WWF Genocidalists in France React to LaRouche Exposé

Nov. 6 (EIRNS)—The posting on the website of Lyndon LaRouche's associates in France, the Solidarity and Progress party, of a small news item on the recent World Wildlife Fund report calling for world population reduction, provoked an hysterical reaction from the French section of WWF. The item received over a thousand visits in less than 24 hours, and was picked up on several other websites.

The WWF's official press officer called the Solidarity and Progress office to express their anger that the news item, first published on the website of LaRouche PAC, www.larouchepac.com, had mentioned that one of the WWF's founders, the late Prince Bernhard of The Netherlands, had signed his letter of resignation from the Nazi SS with "Heil Hitler."

The S&P spokesman said it would welcome a comment from the WWF for posting on the S&P website.

Crisis Hits German Auto, Farming

Nov. 3 (EIRNS)—BMW, Germany's second-largest carmaker, announced it is halting auto production for five days, and sending 40,000 of its workers in Germany home. Whereas management says this would be a one-time measure, insiders are pointing out that BMW sales have slowed in recent weeks, and that the company may have to halt production again, in early 2009.

Germany's farming sector is badly affected by the global crisis, with operating expenses during the past 12 months having shot up. Speculation has driven the price of a ton of wheat up to Eu200, and for the first time in many years, wheat growers were making some marginal profit. But in recent weeks, the price of a ton has dropped to Eu120-130, cutting farmers' income drastically, whereas their expenses have stayed high. If the government does not intervene now to support the farmers, many of them will reduce sowing, with the relevant consequences for next year's harvest.

EU Orders Poland To Shut Down Shipyards, Repay State Aid

PARIS, Nov. 7 (EIRNS)—Today's London Financial Times reports that the long-running European Union probe into Poland's tottering shipyards came to a dramatic end, as the EU Commission declared that billions of euros of state aid had been given unlawfully, and must be repaid.
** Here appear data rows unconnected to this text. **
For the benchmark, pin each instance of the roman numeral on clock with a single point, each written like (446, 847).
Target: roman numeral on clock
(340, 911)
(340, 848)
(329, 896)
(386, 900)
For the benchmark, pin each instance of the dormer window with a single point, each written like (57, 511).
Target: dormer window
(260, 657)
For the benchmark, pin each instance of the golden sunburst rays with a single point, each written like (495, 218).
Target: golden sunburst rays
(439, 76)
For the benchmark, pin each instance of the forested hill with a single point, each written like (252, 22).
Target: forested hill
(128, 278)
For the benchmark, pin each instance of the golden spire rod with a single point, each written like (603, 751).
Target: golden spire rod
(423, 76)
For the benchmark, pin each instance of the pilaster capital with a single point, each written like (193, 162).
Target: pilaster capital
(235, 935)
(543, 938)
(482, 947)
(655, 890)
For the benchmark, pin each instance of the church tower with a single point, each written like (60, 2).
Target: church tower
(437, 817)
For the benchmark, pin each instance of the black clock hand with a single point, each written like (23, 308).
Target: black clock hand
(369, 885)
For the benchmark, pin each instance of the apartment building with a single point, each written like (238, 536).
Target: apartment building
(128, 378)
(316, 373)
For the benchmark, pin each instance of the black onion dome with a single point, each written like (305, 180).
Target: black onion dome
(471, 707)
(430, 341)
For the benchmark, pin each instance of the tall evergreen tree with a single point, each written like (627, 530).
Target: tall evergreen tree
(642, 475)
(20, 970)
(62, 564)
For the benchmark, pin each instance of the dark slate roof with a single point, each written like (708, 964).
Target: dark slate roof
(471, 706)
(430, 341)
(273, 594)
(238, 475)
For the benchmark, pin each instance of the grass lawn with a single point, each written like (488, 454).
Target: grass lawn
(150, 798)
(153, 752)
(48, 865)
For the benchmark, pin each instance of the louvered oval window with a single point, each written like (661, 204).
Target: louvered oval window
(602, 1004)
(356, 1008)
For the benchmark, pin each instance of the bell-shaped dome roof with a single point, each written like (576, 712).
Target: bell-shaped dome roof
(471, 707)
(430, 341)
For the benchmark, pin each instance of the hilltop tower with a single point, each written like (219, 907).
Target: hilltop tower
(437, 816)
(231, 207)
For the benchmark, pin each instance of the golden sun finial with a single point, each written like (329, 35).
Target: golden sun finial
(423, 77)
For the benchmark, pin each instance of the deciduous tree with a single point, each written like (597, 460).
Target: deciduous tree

The Commission also said it would welcome a plan that would see Polish authorities sell off assets at the Gdynia and Szczecin shipyards through an open tender system, and then liquidate the existing companies there. Only the privatized Gdansk shipyard escaped the ruling, though the EU also demanded its restructuring.

EU Competition Minister Nellie Kroes, who called her decision "one of the hardest" ever made, was challenged yesterday on why shipyards employing thousands of skilled workers got an adverse decision, while speculative bankers were rescued.